In 2014, the museum’s executive director, Lacy Ward Jr., was fired after less than a year on the job.

It’s a fair question as to why this high-profile turnover is happening and whether it will affect fundraising.

Love’s departure was handled quietly and with terse pronouncements from museum leaders.

“People leave jobs and change jobs every day,” Earl Jones, the museum’s co-founder, said.

...“Bay had decided a long time ago that he wanted to do something different.”

Maybe Love found out Skip and Earl
want to receive income from the property,
which the News and Record has been aware of for years
and never reported

I have two unrelated sources 
who say Skip and Earl intended/intend to take income for rent
once the tax credits are paid off, not that it matters

When he was hired last year, Love said:

"This is an organization worth working for," Love said then. "I'm honored to be a part of it."

Swaine added that he hopes to replace Love with an accountant and take on the fundraising as a focus...

Accountants make great fund raisers...

“No comment is warranted.”
"White elephant

A white elephant is a possession which its owner cannot dispose of and whose cost, particularly that of maintenance, is out of proportion to its usefulness.
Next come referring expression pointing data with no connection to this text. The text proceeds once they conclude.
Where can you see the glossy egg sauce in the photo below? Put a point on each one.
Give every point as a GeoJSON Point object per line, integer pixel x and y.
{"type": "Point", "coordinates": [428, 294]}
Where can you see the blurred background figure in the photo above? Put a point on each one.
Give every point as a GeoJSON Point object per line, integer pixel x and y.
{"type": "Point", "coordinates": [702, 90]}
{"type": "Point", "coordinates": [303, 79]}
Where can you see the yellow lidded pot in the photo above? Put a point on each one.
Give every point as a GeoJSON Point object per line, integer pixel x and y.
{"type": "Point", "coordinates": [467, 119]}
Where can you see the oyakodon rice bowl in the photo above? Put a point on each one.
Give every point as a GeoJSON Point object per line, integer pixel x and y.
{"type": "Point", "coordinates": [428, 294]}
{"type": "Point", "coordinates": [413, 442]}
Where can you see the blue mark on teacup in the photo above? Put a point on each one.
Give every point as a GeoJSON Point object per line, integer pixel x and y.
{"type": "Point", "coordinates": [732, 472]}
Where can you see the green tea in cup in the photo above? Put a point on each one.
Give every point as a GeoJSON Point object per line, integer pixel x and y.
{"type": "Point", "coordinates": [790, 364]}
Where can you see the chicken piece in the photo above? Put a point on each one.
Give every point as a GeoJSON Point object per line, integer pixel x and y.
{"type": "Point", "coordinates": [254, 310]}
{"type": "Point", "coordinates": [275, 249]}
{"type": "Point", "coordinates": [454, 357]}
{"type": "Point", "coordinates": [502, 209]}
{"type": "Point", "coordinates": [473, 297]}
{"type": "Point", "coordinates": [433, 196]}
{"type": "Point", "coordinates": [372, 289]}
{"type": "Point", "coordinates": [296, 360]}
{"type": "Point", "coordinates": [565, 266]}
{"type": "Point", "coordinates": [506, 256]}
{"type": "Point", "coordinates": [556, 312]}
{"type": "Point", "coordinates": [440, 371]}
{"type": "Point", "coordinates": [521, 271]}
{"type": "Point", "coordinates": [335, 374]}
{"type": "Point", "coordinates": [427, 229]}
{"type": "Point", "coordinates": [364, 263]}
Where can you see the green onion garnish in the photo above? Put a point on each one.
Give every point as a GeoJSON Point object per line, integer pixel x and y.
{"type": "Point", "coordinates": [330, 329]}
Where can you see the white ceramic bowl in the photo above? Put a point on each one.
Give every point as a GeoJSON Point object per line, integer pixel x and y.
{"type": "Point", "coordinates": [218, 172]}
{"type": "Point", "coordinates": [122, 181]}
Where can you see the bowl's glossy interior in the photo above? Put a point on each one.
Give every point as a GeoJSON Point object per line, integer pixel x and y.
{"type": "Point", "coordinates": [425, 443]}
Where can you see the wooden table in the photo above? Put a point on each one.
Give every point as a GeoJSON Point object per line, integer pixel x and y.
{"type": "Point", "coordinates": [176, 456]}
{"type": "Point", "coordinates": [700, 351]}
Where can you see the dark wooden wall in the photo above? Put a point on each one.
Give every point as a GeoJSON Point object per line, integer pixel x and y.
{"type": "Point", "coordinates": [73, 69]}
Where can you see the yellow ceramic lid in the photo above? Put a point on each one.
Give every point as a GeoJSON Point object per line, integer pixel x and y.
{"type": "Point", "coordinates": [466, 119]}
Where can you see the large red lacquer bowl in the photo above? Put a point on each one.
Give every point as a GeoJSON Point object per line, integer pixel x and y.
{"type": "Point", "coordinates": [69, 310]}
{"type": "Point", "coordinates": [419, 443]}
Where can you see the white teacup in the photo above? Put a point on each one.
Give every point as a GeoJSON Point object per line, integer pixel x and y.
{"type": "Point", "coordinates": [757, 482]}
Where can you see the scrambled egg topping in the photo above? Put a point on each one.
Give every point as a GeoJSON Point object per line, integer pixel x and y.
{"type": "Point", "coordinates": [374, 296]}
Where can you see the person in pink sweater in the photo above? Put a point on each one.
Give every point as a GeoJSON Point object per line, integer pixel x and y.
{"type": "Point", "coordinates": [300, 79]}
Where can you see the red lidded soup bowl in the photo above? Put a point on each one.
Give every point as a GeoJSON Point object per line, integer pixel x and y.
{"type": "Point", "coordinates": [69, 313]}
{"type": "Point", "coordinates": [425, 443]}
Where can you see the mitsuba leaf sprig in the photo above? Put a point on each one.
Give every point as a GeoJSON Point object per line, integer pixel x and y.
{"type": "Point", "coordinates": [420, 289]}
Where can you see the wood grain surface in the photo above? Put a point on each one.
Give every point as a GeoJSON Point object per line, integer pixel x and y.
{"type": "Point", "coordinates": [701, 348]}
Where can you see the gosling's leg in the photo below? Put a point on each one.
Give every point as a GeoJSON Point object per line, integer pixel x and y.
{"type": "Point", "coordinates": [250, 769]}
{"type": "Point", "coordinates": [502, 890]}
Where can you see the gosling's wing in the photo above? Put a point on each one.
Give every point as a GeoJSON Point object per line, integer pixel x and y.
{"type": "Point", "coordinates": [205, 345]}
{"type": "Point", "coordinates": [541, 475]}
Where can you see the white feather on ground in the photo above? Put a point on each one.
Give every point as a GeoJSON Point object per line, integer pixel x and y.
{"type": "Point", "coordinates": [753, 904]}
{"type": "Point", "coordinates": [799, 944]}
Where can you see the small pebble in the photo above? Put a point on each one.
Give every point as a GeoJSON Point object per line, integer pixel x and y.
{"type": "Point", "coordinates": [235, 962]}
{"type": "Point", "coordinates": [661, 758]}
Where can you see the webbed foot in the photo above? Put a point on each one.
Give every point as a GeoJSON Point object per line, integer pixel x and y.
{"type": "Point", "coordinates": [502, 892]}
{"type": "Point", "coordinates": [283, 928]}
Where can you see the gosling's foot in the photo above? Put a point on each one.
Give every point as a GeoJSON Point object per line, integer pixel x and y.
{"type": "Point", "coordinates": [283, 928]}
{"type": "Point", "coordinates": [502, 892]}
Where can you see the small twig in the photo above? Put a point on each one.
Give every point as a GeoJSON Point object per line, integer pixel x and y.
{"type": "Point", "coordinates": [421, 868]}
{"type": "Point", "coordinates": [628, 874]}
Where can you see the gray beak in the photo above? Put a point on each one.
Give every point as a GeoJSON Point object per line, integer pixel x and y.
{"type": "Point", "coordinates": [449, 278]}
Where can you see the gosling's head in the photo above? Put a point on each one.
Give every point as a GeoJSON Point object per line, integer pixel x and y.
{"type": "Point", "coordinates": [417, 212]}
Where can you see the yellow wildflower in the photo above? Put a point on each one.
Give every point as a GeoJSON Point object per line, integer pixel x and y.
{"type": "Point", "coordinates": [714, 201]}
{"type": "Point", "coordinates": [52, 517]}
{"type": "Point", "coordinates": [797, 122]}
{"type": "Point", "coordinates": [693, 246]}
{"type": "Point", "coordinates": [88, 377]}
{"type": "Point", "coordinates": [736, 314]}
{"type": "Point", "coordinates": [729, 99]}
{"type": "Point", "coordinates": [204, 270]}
The term derives from the story that the kings of Siam, now Thailand, were accustomed to make a present of one of these animals to courtiers who had rendered themselves obnoxious, in order to ruin the recipient by the cost of its maintenance.

The Nancy's and friends turned Triad Stage
and the Carolina Theater into white elephants
with a white elephant

In modern usage, it is an object, scheme, business venture, facility, etc., considered without use or value.

...In the West, the term "white elephant" relating to an expensive burden that fails to meet expectations, was popularized following P. T. Barnum's experience with an elephant named Toung Taloung that he billed as the "Sacred White Elephant of Burma". After much effort and great expense, Barnum finally acquired the animal from the King of Siam only to discover that his "white elephant" was actually dirty grey in color with a few pink spots.

The expressions "white elephant" and "gift of a white elephant" came into common use in the middle of the nineteenth century.

The phrase was attached to "white elephant swaps" and "white elephant sales" in the early twentieth century.

Many church bazaars held “white elephant sales” where donors could unload unwanted bric-a-brac, generating profit from the phenomenon that one man’s trash is another man’s treasure. Many organizational and church fairs still use the term today. In general use a “white elephant” usually refers to an item that’s not useful (decorative) but may be expensive and odd."